The casino
On the site where Pakistan’s largest shopping mall stands today (in Karachi’s Sea View area), there was once a stylish building erected between 1975-76. It was a widespread structure which was supposed to be the country’s first major casino.
The land for it was allotted by the Z.A. Bhutto regime to an entertainment business tycoon, Tufail Sheikh, who already owned a hotel and a nightclub in the city. The idea was to construct a giant casino to attract rich Arab sheikhs to Karachi after a civil war had broken out in Beirut.
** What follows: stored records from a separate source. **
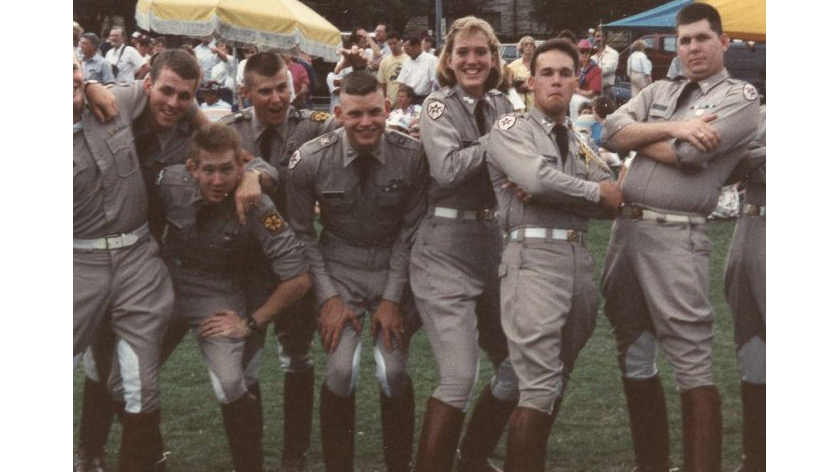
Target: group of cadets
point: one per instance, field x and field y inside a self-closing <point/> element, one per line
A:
<point x="477" y="233"/>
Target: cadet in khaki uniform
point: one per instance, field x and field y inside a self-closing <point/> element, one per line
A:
<point x="370" y="183"/>
<point x="118" y="273"/>
<point x="689" y="134"/>
<point x="274" y="130"/>
<point x="454" y="261"/>
<point x="162" y="125"/>
<point x="548" y="290"/>
<point x="206" y="248"/>
<point x="745" y="291"/>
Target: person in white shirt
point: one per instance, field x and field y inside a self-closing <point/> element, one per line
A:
<point x="419" y="70"/>
<point x="639" y="68"/>
<point x="607" y="58"/>
<point x="126" y="59"/>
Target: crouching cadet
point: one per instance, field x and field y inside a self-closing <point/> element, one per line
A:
<point x="205" y="247"/>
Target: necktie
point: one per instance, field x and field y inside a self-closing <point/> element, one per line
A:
<point x="266" y="143"/>
<point x="479" y="117"/>
<point x="364" y="169"/>
<point x="561" y="134"/>
<point x="686" y="93"/>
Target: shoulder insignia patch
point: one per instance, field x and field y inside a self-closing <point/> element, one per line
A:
<point x="750" y="92"/>
<point x="295" y="158"/>
<point x="507" y="122"/>
<point x="273" y="222"/>
<point x="319" y="116"/>
<point x="435" y="109"/>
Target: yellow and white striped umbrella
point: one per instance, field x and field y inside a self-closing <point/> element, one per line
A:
<point x="280" y="24"/>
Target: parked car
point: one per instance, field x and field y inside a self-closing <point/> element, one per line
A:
<point x="744" y="60"/>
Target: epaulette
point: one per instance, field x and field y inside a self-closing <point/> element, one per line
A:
<point x="402" y="140"/>
<point x="509" y="120"/>
<point x="175" y="175"/>
<point x="445" y="91"/>
<point x="316" y="116"/>
<point x="244" y="115"/>
<point x="321" y="142"/>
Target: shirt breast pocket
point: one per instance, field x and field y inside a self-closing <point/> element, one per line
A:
<point x="121" y="145"/>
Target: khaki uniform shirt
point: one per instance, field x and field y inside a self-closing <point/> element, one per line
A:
<point x="455" y="149"/>
<point x="209" y="238"/>
<point x="522" y="149"/>
<point x="108" y="193"/>
<point x="378" y="223"/>
<point x="693" y="185"/>
<point x="299" y="126"/>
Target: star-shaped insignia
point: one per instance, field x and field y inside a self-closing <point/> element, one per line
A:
<point x="435" y="109"/>
<point x="750" y="92"/>
<point x="507" y="122"/>
<point x="295" y="158"/>
<point x="272" y="222"/>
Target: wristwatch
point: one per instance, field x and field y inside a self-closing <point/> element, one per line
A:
<point x="89" y="82"/>
<point x="252" y="323"/>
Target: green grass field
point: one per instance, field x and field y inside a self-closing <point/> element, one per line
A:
<point x="591" y="434"/>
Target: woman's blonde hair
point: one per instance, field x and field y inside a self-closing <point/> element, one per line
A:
<point x="469" y="24"/>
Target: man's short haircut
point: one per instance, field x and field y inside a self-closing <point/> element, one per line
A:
<point x="559" y="45"/>
<point x="470" y="24"/>
<point x="412" y="39"/>
<point x="92" y="38"/>
<point x="266" y="64"/>
<point x="525" y="40"/>
<point x="698" y="12"/>
<point x="214" y="138"/>
<point x="178" y="61"/>
<point x="359" y="83"/>
<point x="568" y="35"/>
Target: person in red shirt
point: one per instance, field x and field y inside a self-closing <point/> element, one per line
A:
<point x="590" y="73"/>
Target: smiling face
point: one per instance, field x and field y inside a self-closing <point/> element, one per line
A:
<point x="270" y="96"/>
<point x="701" y="50"/>
<point x="363" y="117"/>
<point x="217" y="173"/>
<point x="170" y="96"/>
<point x="554" y="83"/>
<point x="471" y="61"/>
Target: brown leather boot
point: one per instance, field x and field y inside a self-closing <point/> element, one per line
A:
<point x="754" y="427"/>
<point x="337" y="429"/>
<point x="702" y="429"/>
<point x="398" y="430"/>
<point x="141" y="447"/>
<point x="489" y="418"/>
<point x="94" y="426"/>
<point x="298" y="401"/>
<point x="440" y="434"/>
<point x="242" y="424"/>
<point x="527" y="442"/>
<point x="648" y="424"/>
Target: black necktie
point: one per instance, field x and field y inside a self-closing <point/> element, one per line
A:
<point x="686" y="92"/>
<point x="561" y="134"/>
<point x="479" y="117"/>
<point x="364" y="169"/>
<point x="265" y="144"/>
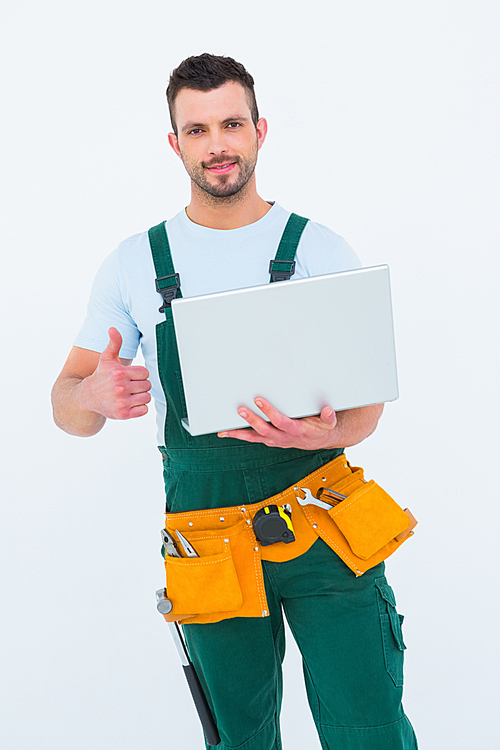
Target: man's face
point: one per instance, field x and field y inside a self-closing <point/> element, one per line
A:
<point x="216" y="138"/>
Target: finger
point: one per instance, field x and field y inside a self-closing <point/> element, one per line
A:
<point x="250" y="436"/>
<point x="137" y="372"/>
<point x="257" y="423"/>
<point x="328" y="416"/>
<point x="137" y="411"/>
<point x="139" y="386"/>
<point x="278" y="419"/>
<point x="113" y="348"/>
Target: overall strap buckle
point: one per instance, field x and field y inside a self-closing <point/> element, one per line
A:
<point x="281" y="270"/>
<point x="168" y="286"/>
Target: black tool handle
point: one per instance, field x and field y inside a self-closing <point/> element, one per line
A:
<point x="206" y="718"/>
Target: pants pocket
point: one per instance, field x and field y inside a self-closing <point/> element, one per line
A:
<point x="392" y="635"/>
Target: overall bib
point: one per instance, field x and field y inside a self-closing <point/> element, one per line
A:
<point x="347" y="628"/>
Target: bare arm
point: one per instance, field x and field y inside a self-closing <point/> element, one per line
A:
<point x="327" y="430"/>
<point x="93" y="387"/>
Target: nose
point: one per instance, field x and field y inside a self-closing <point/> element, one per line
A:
<point x="217" y="143"/>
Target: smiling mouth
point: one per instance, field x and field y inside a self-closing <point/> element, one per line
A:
<point x="221" y="168"/>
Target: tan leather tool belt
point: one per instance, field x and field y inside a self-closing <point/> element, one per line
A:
<point x="226" y="579"/>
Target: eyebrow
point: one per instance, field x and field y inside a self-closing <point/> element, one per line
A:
<point x="234" y="118"/>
Beirut, before the war, had been a favourite haunt of rich Arabs and Americans frequenting its casinos.
The casino was completed in April 1977. It was an impressive and imposing structure with a huge hall where gambling tables and machines were placed. The casino also had bars, restaurants, guest rooms and a nightclub. The Bhutto regime was expecting a windfall of foreign exchange and a booming entertainment and hoteling industry to emerge around the casino.
In March 1977, the Bhutto regime got cornered by a violent protest movement by a right-wing alliance of opposition parties. In April, he agreed to their demand of closing down nightclubs, gambling at horse racing and the sale of alcoholic beverages (to Muslims). Ironically, these sudden bans were imposed on the day the casino was to be inaugurated.